The programme builds on research undertaken in 1992 by UC Emeritus Professor Warwick Elley. Professor Elley analysed the results of the International Education Assessment study of reading literacy and discovered that heavy watching of subtitled TV for students in five of the top performing countries may be a variable that contributed to higher results.
AVAILLL was developed by Dr Alice Killackey, previously from Northern Arizona University in the USA, who has also overseen trials of the programme in Christchurch.
“Normally when people first read and then see a movie, cognitive dissonance can occur between both versions. In this programme, the students first read the movie and then see the book while practising imagery as they read,” Dr Killackey said.
UC senior lecturers Jilaine Johnson and Faye Parkhill (Literacies and Arts in Education) were invited by Dr Killackey to act as research consultants while the programme was introduced in 23 classrooms in Christchurch.
Ms Johnson, who is the UC project leader, said the gains in reading comprehension levels, oral fluency and vocabulary knowledge from those who participated in the study had been dramatic, especially among minority and below-average readers.
“Many schools struggle to help minorities and below-average readers.
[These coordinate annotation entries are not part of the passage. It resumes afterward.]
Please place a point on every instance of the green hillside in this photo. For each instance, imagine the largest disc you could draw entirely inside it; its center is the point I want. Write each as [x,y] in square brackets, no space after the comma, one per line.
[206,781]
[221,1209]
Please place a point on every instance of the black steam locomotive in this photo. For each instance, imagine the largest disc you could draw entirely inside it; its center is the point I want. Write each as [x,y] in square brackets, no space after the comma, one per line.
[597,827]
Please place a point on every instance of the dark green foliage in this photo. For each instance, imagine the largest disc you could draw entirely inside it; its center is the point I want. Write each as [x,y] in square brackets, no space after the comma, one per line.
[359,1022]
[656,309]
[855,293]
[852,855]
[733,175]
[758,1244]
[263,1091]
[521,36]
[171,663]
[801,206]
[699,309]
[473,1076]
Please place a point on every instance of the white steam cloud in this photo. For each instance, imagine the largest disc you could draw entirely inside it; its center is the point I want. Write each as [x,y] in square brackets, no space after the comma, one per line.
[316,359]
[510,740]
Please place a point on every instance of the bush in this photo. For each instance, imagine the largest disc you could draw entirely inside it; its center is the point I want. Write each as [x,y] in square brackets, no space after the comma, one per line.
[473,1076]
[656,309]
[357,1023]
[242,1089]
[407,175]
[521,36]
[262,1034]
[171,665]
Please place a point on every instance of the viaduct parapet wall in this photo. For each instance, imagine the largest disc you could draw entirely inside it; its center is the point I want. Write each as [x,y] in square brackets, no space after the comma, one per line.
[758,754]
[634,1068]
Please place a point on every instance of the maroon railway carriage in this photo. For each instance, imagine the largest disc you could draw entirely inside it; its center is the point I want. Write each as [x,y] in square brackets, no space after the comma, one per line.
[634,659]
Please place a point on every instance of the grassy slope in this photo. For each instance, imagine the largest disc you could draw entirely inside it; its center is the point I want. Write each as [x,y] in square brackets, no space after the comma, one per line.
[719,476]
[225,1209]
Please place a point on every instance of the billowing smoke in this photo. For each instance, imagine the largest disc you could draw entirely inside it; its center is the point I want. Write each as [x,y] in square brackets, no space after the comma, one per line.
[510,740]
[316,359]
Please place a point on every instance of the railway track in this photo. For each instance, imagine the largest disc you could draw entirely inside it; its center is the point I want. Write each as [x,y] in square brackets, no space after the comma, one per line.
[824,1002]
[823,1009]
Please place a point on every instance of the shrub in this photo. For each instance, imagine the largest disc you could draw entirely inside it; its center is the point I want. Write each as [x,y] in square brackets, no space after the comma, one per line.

AVAILLL taps into student strengths and gets them involved in reading within a media that they are so familiar with ie, the movie, and, by using text subtitles, takes away the fear of failure.
“The students read-watch; they hear, see and read simultaneously. It is a style of learning that suits the second-language learner and those students who have experienced years of failure, a proportion of whom have really ‘given up’ on schooling,” Ms Johnson said.
“The AVAILLL programme engages students in learning; it literally ‘hooks’ them in and they desire to be involved. Because of its structure, AVAILLL has students reading at high concentration levels for one hour per day.
“Many children do not realise they are reading so much because it is ‘fun’ but certainly become aware of their improvement after two weeks on the programme,” Ms Johnson said.
“To see children improve so markedly was startling. It raised participants’ levels of self-esteem and gave struggling students self-belief in their ability to learn. Many of them had never achieved in their academic studies and this provided a boost to them and their families.”
Ms Parkhill said the programme had huge potential to motivate students in becoming life-long readers.
“The results are very exciting as are the expressions of dismay from many students when the programme ended. The practice of continuing to use subtitles when viewing DVDs in leisure time is a testament to the interest and motivation that many students now have towards reading.”
She said she was particularly excited about the potential of the AVAILLL programme to reduce New Zealand’s 20 per cent tail of reading underachievement that kept emerging in international comparisons.
“Results for Māori students from a bilingual class were particularly significant where these students made an average gain of 1.5 years in just six weeks.”
Dr Killackey said she had enjoyed working with staff in the School of Literacies and Arts in Education.
“The expertise, professionalism and collegial hospitality of Jilaine Johnson, Faye Parkhill and Head of School Julie Mackey have gone far beyond any expectation. They have truly exemplified why US educators look to New Zealand for the most effective experience in literacy education. The research quality and embrace of the programme's innovations by these very clever Kiwis I have found inspirational.”
In 2009, a larger study will occur to determine longer-term effects and wider use of AVAILLL to enhance reading programmes in New Zealand schools.